We often speak of data as an input for algorithms, but it is also the product of standards and legal frameworks that shape their production. On the one hand, something that sounds as technical as developing a data standard is an exercise that allows us to rethink the production of data and its use, as well as the existing problems with biases in its creation. On the other hand, algorithms learn from data and build their representation of reality from it. Therefore, data production is also at the center of all discussions about what is called artificial intelligence.

Without the right categories, the right data cannot be collected and, increasingly, without the right data, it becomes difficult to create policies that offer solutions to different groups and people and even more general social changes. Thus, there is a need for accountability and inclusiveness when it comes to data production.

Take for instance our work on femicides at ILDA. If there is no clear data on certain aspects that can characterize a femicide, we could be not accounting for them therefore neglecting to consider these victims when designing and implementing policies and other measures. Furthermore, when exploring data on violence against the LGBTQ + community in Central America, it is evident that, without data on gender, sexual orientation and other variables, it is very difficult to understand how serious the problem is becoming in that region (or in any other, for that matter).

However, there is a caveat: although making these populations and their problems visible through data can help governments and civil society actors address their needs, doing so also poses a risk to vulnerable populations, as it could accelerate trends towards discrimination and exclusion (ILDA, Data for development the road ahead, p. 19).

Default perspective

In this context, we must pay close attention, in both cases, to whose perspective is supposed to be the default one (D’Ignazio y Klein, Data feminism, chapter 1). Almost always, the perspective that is taken into account is from those who occupy the most privileged positions in the field (people or companies that may also have incentives to exploit data and develop algorithms), as they do in our society in general. This privilege makes some populations invisible in data sets, algorithms, and visualizations, to name a few examples.

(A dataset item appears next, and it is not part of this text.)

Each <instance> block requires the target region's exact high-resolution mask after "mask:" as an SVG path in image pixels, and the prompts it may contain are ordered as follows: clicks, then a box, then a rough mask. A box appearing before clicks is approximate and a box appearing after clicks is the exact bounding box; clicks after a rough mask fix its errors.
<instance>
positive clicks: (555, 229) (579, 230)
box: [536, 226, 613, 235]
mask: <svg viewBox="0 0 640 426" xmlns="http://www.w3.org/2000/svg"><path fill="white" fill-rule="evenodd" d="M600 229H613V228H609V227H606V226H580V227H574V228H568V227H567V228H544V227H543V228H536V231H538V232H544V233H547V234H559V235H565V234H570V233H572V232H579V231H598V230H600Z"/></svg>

What do we mean by biases?

Power and data are related. Societal and power structures create biases, an inference based on a prejudice or a preconceived idea due to a specific worldview. Biases are multi-layered and they manifest in different ways. We carry our own biases and experience them in our daily lives. They can be related to gender, race, age and class, among others, and can result in different types of discrimination. (See: Brandusescu, Canares, Fumega. ¿Estándares de Datos Abiertos a puerta cerrada?) As mentioned, these biases are included in the processes by which data is produced and, in many cases, in the standards that guide that production.

What do we mean by prejudices? There are different meanings, depending on the context. The examples include cognitive biases (a particular characteristic of a subject, which affects the way they perceive reality) or, when talking about AI, algorithmic biases, which are systematic and repeated errors that create unfair results, such as arbitrarily granting privileges to a group of users, over others. These biases could be identified at different stages of the data production processes, from problem definition to data collection, preparation, and finally when data is used and you realize that something is off. (sometimes a little late).

A long way ahead

The above discussion may seem quite technical, but it certainly has an impact on all of our lives, especially for the most disadvantaged parts of the population. This is particularly important when data and algorithms are part of decision-making processes that affect people, since, for example, a statistical pattern that applies to the majority may not be valid for a minority group. This is one of the main reasons we discuss and analyze this type of data and processes.

At the end of the day, these kinds of concerns are important because these biases affect people's lives, when making decisions (our own choices as consumers) or when they are the subject of the decision-making process of others. From consuming information about politics, to the benefits to which we are entitled, to not receiving certain opportunities just because we belong to a certain demographic group, we, as a society, must be aware of the implications of the data we produce and consume. We are still learning to deal with prejudices and mitigate them. There is a long way to go, but the first step is to become more aware of these dangers and implications.